If you are considering divorce, or are currently involved in a divorce, you probably have many questions about your future. In addition to sorting through all the details of the divorce, such as dividing assets, custody and support, you may be concerned about the legal process. Many people worry about the expense – both in time and money – caused by divorce, worry about maintaining their family’s privacy and dignity, and want to avoid involving their children in a dramatic courtroom scene.

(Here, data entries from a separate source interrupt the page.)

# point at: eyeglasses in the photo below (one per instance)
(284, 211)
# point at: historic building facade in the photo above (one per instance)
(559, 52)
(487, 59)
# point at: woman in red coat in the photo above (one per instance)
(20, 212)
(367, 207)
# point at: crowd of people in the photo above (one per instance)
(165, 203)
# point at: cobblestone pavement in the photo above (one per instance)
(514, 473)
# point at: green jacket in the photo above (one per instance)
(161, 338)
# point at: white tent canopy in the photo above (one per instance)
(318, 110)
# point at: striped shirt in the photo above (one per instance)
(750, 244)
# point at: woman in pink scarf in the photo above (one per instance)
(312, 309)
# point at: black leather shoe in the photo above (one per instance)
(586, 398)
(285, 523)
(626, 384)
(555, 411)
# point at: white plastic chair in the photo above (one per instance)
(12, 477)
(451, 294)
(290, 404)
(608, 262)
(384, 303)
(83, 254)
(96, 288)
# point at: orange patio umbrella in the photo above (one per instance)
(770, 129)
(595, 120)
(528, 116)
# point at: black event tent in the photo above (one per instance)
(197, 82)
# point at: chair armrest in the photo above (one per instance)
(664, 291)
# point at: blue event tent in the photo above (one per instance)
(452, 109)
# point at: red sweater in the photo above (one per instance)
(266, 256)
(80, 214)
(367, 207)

Mediation may be the answer you are looking for. Including mediation as part of your divorce plan can help diffuse stress levels, save time and cost, and in many cases, make life after the divorce easier as well.

What is mediation?

Mediation is a type of Alternative Dispute Resolution (ADR), which assigns a mediator as a neutral third party as you and your spouse discuss and negotiate the various issues of your divorce, including:

  • Property division
  • Parenting plans
  • Spousal support/alimony
  • Child support

Although the mediator may offer guidance with these issues, and may offer suggestions, they do not make any actual decisions – you do. Instead, the mediator acts as more of a guide, helping keep the conversation focused on the important issues, such as the welfare of the children.

The benefits of mediation

Mediation offers many benefits, some tangible others intangible. However, some of the greatest benefits are as follows:

  • Avoiding the obstacles and expenses of court – Litigating is almost always more expensive than mediation. And, with full dockets and lengthy stays, getting your divorce through the court system can be a lengthy process.
  • Staying in control – When you go to court, the judge has the final say. He or she will have little knowledge of you or your family. Mediation keeps the decision-making power in your hands.
  • Having flexibility– Mediation lets you create plans that work for you. This is especially helpful if you have a unique family situation, such as a child with special needs.
  • Reducing animosity – Divorce does not bring out the best in people. When pitted against each other in court, it is easy for heated disputes to arise. If you share children, your coparenting relationship will not end when your divorce is finalized. Mediation can help reduce animosity by avoiding courtroom battles, and help preserve your ability to effectively coparent in the future.

Mediation doesn’t always solve every issue. Sometimes a day in court is still inevitable in divorce, but the more issues you resolve through mediation, the easier the court process will be.